There is another way of thinking about global citizenship, and I think that’s what we call a ‘post-state’ notion. And it’s really what I would also call a kind of fluid, questioning, critical notion of citizenship: which is that, instead of thinking of ourselves as being highly bounded creatures – bounded by nation states, by borders, by identity, by being English or Brazilian or French – the idea of global citizenship in a sense is a way of escaping those very fixed kind of identities. So that one can say, “I’m not just English” or, “I’m not just from Nottingham”, “I’m not just subject to the obligations and duties that that set of identities imposes upon me; I’m also connected, inter-connected, I’m transnational; I’m part of a much larger entity and part of a much larger set of problems about environmental degradation, global poverty, global powerlessness, being subject to forces which are beyond our control”.
And it seems to me one can think of global citizenship, therefore, as a very kind of highly critical way of undermining something which is much more concrete – being a national citizen, a citizen of the EU. By appealing to the globe you can say, “I’m more than just the sum of the identities that I carry in front of me; I’m not just a passport-holder of the UK or France or wherever it happens to be, but I also have a sense of being a part of a cosmos, being part of a much larger set of problems, much larger groups of people. But my sense of being part of that is that I need to know more about it, that I’m curious about it, that I want to enter into a dialogue with those other people.”

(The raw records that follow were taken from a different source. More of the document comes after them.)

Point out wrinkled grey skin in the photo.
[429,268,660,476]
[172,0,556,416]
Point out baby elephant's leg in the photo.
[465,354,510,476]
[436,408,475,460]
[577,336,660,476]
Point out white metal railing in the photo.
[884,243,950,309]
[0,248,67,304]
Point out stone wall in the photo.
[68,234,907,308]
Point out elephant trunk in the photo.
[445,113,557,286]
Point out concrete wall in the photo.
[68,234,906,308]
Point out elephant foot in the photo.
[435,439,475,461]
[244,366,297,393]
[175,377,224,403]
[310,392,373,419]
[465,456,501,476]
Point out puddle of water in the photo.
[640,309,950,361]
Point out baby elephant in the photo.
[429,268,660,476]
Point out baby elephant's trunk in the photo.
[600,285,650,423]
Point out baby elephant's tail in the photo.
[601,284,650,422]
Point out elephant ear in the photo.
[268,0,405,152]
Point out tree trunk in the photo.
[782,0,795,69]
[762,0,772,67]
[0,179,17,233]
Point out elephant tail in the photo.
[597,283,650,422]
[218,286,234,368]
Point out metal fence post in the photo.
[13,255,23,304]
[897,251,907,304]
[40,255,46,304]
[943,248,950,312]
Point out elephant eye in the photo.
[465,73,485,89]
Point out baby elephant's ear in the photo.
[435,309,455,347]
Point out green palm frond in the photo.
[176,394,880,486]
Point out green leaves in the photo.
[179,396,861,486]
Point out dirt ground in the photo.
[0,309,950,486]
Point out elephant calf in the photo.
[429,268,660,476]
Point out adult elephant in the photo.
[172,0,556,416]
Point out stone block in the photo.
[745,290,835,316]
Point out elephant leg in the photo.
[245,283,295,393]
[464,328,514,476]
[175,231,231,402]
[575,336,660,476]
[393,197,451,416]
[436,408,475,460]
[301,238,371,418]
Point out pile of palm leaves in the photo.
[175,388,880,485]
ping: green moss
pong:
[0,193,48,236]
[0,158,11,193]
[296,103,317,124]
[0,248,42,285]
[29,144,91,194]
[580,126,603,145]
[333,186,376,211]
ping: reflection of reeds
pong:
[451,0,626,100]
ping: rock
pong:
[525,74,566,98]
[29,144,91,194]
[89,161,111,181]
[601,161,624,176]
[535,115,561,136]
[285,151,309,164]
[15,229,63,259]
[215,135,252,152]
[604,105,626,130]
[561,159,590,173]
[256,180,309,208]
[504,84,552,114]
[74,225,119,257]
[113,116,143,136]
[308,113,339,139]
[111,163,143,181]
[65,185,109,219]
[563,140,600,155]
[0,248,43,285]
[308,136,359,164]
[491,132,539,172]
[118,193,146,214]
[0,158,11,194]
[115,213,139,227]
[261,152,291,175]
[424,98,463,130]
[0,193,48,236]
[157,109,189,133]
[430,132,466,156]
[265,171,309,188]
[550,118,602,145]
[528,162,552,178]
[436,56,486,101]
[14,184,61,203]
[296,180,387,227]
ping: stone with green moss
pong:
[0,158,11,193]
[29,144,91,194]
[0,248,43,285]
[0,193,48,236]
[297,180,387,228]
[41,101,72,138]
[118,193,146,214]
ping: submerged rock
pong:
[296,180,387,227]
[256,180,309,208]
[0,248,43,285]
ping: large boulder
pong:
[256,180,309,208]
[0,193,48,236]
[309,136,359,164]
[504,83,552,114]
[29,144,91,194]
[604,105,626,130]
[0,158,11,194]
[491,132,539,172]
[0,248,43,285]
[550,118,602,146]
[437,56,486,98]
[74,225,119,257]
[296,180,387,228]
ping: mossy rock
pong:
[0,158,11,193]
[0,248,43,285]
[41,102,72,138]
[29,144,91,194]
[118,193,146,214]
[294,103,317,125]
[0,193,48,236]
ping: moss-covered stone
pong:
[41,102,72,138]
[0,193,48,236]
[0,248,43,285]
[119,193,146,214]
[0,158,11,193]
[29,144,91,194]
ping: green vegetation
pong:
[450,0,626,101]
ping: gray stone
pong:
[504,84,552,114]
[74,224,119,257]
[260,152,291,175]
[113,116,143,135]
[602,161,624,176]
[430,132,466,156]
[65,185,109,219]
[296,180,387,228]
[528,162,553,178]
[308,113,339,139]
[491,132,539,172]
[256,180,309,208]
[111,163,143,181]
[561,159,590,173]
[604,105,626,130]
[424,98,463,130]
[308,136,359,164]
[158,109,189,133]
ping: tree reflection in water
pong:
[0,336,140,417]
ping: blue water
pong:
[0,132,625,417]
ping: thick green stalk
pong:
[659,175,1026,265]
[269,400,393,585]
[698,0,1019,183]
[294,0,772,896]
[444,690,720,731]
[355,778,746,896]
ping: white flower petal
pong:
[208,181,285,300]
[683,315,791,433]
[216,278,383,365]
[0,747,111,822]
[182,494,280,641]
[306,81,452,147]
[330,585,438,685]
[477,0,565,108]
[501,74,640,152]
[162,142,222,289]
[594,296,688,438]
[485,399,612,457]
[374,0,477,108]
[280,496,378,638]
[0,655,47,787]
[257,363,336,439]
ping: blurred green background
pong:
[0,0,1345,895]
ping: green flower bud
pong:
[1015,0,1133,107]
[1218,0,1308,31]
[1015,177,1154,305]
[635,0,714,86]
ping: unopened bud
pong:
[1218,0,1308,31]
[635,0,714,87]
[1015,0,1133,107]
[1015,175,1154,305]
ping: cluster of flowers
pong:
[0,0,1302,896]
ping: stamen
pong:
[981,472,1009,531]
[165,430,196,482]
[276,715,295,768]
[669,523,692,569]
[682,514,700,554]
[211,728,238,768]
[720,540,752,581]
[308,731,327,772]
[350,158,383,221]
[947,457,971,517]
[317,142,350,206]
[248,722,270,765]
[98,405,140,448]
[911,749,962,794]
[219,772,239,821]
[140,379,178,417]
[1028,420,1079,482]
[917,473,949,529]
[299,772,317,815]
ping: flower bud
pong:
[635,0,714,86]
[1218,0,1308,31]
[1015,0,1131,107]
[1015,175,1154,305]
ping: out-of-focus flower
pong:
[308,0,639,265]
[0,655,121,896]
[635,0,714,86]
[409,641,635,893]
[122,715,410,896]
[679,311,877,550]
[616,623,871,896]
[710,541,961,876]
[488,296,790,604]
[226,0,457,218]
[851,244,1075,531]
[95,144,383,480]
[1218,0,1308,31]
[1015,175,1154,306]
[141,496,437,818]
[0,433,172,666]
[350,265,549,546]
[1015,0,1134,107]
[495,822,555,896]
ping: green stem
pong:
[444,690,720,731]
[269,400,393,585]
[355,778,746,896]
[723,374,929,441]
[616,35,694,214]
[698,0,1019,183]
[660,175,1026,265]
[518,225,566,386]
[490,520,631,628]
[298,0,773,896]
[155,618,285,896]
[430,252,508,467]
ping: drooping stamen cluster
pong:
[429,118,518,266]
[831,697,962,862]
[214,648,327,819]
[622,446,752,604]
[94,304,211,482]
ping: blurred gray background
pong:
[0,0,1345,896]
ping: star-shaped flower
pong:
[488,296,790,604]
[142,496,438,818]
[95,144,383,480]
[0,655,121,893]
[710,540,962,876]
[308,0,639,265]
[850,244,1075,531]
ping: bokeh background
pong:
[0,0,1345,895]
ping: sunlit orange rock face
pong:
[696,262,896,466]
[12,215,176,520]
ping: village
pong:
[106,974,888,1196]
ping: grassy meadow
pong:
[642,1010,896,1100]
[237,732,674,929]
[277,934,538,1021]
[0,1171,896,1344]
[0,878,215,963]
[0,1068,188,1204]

So that this ‘post-state’ concept of global citizenship seems to me to require a particular bearing towards other people which is that, “I don’t know best, I don’t know how it is that this global citizenship or this global state is going to operate. And, more than that, I’m hostile to the idea that someone should know how it operates”.
So we have two contrasting ideas, it seems to me. One is of a sense of global citizenship which is of the philosophers, of the UN, probably of lots of clever people in the White House, who want to impose a particular vision. They’ll want to do that through a global state, requiring the rest of us to go along with those things. They want to impose for our good, for our universal benefit, if you like. That’s a very - what I call a - vertical set of relationships.
And then, on the other hand, there is what I would call a ‘post-state’ citizenship, a ‘post-state’ global citizenship, which is a horizontal relationship between people who are aware of the boundedness of themselves and – but – of their desire to explore, to invent, to create with other people, and in particular in connection with the huge problems that confront us. So I would call that a very kind of minor view; it’s minor because you don’t hear it being expressed very often. But some of the more interesting developments in current contemporary politics have that flavour to them.
The World Social Forum is, I think – potentially at least – a kind of forum for a horizontal global citizenship. Whereas the UN would be an example of vertical global citizenship: on the one side nation states, elite representatives; on the other side – people, citizens, ordinary students, young people in particular, who feel that there is more to life than simply representing and being represented; but there’s also an interaction and participation, a feeling of others.
So, for me, this is a very big fault line… ummm… liberals, conservatives, socialists, Marxists on one side; those people who are not quite certain about what it is they want but are happy because that uncertainty offers the possibility of a dialogue with other people on the other. And that, to me, is one of the most important fault lines in global politics.
Be interesting to see how it works out.